The Code Sleuth's Casebook

The Case of the Broken Lock

Broken Lock

While planning out the next installment of the “Case of the Redis Client”, I remembered a case from a few years ago that was causing us serious problems at CodeProject. We were using Redis to cache a lot of data and UI, which drastically improved the User Experience and resource usage. However, occasionally the Redis Client, StackExchange.Redis, would lock up and timeout on all requests. We have 4 front-end webservers, and when the issue occurred, most, if not all, of the webservers would start reporting Redis errors.

Needless to say, the site would slow down to a crawl and become unusuable. This is the story of how I uncovered the unlikely culprit.

While tracking down the issue, I made the following observations:

Using the Visual Studio Debugger and the source code for StackExchange.Redis, I was able to determine that the issue was caused by a deadlock in the Redis Client. By eliminating all the likely causes, I tracked it down to a unexpected cause, and issue in a Microsoft supplied library, The client was using a static instance of ConditionalWeakTable. Unfortunately, this class sets an _invalid flag before it starts something that could make the data in the table temporarily invalid and clears it when done. In many of its methods that modify the table, the _invalid flag is checked, and an exception is thrown if it is set.

The result of this is that once the ConditionalWeakTable gets into an invalid state, usually as a result of an OOM or ThreadAbort exception in the calling code, the table is now permanently invalid, and all future calls to it will throw an exception. This is what was causing the Redis Client to lock up and timeout.

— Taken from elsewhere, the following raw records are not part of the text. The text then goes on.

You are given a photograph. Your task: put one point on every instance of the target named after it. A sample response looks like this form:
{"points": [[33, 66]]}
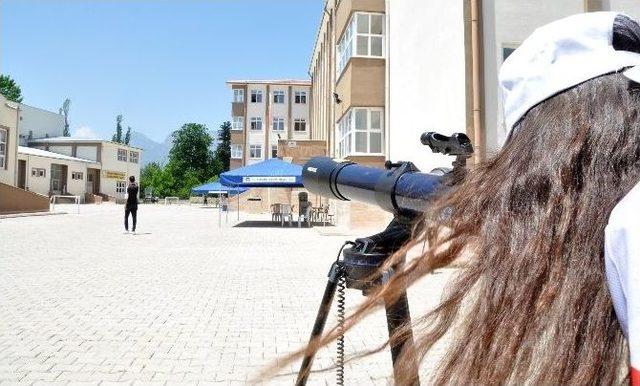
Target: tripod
{"points": [[357, 269]]}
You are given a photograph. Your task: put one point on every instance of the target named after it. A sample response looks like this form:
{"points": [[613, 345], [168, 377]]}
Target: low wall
{"points": [[16, 200]]}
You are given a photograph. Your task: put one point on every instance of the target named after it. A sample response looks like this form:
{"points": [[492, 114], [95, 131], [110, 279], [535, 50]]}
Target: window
{"points": [[301, 97], [256, 96], [122, 155], [299, 125], [278, 96], [121, 187], [255, 151], [508, 50], [360, 132], [238, 123], [256, 123], [37, 172], [278, 124], [238, 95], [363, 37], [236, 151], [3, 147]]}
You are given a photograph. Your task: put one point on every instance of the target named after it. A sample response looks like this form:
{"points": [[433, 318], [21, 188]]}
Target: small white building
{"points": [[49, 173], [109, 164], [35, 123], [8, 140]]}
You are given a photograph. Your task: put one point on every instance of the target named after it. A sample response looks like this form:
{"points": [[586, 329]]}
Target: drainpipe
{"points": [[477, 80]]}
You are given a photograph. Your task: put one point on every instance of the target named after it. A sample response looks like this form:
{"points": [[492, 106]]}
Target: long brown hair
{"points": [[531, 303]]}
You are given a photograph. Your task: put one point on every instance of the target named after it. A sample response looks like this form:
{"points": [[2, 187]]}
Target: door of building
{"points": [[22, 174], [89, 181], [56, 179]]}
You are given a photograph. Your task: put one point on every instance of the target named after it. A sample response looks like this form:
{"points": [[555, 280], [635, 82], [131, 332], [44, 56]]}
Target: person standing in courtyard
{"points": [[131, 205]]}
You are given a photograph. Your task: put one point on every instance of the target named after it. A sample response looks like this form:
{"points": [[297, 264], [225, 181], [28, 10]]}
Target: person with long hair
{"points": [[531, 303]]}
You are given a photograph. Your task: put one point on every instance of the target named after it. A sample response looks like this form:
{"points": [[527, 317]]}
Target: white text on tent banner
{"points": [[264, 180]]}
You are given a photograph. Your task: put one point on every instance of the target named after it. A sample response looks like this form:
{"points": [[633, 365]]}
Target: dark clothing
{"points": [[134, 217], [131, 206], [132, 196]]}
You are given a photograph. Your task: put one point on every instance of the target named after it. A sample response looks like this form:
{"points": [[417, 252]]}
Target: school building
{"points": [[37, 162]]}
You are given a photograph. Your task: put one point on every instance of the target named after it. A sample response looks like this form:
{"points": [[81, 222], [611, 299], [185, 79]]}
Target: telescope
{"points": [[403, 190], [399, 187]]}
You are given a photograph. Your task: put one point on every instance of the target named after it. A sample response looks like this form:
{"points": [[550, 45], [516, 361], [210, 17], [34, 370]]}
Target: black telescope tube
{"points": [[346, 181]]}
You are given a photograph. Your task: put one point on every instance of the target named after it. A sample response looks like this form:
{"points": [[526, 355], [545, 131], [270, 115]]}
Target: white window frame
{"points": [[255, 124], [3, 147], [238, 95], [134, 157], [277, 124], [236, 151], [237, 123], [255, 151], [296, 125], [300, 97], [121, 187], [347, 44], [278, 96], [346, 133], [38, 172], [256, 96]]}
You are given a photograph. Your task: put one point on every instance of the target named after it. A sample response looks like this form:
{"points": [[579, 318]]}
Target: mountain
{"points": [[152, 151], [159, 151]]}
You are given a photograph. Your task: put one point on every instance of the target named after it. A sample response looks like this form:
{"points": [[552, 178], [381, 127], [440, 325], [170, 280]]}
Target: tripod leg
{"points": [[398, 316], [318, 326]]}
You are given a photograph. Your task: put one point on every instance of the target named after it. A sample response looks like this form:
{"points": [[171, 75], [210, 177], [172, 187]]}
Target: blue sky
{"points": [[159, 63]]}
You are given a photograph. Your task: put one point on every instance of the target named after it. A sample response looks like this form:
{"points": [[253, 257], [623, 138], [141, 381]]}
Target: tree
{"points": [[65, 110], [191, 151], [10, 89], [117, 137], [127, 136], [223, 151]]}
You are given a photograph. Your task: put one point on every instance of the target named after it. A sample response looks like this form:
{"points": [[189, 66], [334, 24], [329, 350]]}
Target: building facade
{"points": [[263, 112], [348, 80], [49, 173], [437, 70], [8, 140], [36, 123], [108, 164]]}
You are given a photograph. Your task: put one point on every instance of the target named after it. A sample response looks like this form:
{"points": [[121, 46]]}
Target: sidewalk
{"points": [[183, 301]]}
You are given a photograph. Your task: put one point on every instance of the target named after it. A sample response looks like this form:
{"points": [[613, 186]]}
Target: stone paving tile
{"points": [[183, 302]]}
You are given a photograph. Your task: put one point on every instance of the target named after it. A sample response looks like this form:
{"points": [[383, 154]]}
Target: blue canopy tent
{"points": [[216, 188], [272, 173]]}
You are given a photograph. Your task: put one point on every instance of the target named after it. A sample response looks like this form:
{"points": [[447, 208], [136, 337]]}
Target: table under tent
{"points": [[216, 188], [272, 173]]}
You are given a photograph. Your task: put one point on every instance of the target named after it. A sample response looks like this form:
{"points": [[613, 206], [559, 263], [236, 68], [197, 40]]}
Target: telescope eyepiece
{"points": [[456, 144]]}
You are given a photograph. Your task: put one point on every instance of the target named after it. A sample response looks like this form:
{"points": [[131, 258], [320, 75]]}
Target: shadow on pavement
{"points": [[273, 224]]}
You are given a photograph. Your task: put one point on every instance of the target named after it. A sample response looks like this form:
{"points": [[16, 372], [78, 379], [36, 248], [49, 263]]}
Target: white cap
{"points": [[559, 56]]}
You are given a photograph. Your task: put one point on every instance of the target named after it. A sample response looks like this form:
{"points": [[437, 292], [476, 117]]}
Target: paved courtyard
{"points": [[182, 302]]}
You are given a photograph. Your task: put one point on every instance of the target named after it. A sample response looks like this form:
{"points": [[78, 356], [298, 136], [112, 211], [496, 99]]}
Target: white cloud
{"points": [[84, 132]]}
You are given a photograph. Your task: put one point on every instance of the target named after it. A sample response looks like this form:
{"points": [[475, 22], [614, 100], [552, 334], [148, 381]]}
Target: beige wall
{"points": [[8, 122], [41, 185], [362, 84], [16, 200], [301, 151], [110, 162]]}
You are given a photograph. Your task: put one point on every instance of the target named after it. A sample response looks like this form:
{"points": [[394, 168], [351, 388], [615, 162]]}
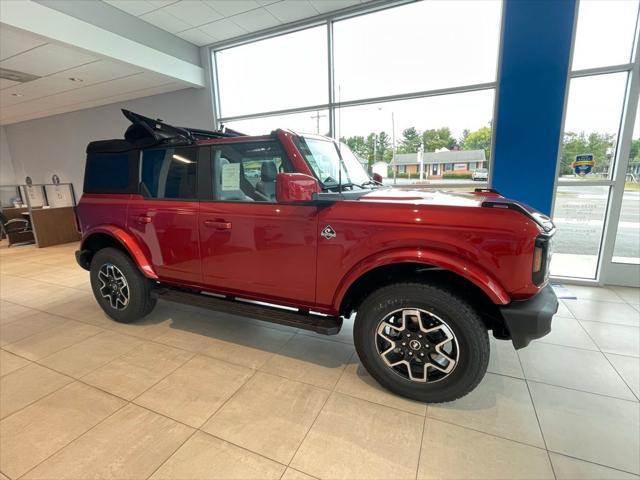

The StackExchange.Redis library was using locks to protect the ConditionalWeakTable, but the locks were not being released when an OOM or ThreadAbort exception was thrown. This caused the locks to be held indefinitely, preventing any other threads from accessing the table and causing the deadlock. This issue is highlighted in https://devblogs.microsoft.com/dotnet/threadabortexception/.

If your code calls Thread.Abort, be aware that the call will block if the thread being aborted is in a protected region such as a catch block or a finally. If the thread calling Thread.Abort is holding a lock that the aborting thread needs, you may deadlock.

Unfortunately, ASP.NET WebForms uses Thread.Abort to handle timeouts and other exceptions, which is why the issue was only occurring in our .NET Framework applications.

I reported the issue to the StackExchange.Redis team in Issue 1626. Initially, they were reluctant to fix the issue, as it was limited to what they considered a legacy problem and did not affect their .NET Core applications. Since we had good monitoring in place, we were able to work around the issue by restarting the web servers after the problem occurred, about once a month.

Fortunately, a later version of the library removed the usage of the ConditionalWeakTable, and the issue was resolved. We were able to upgrade to the new version, and the problem has not occurred since.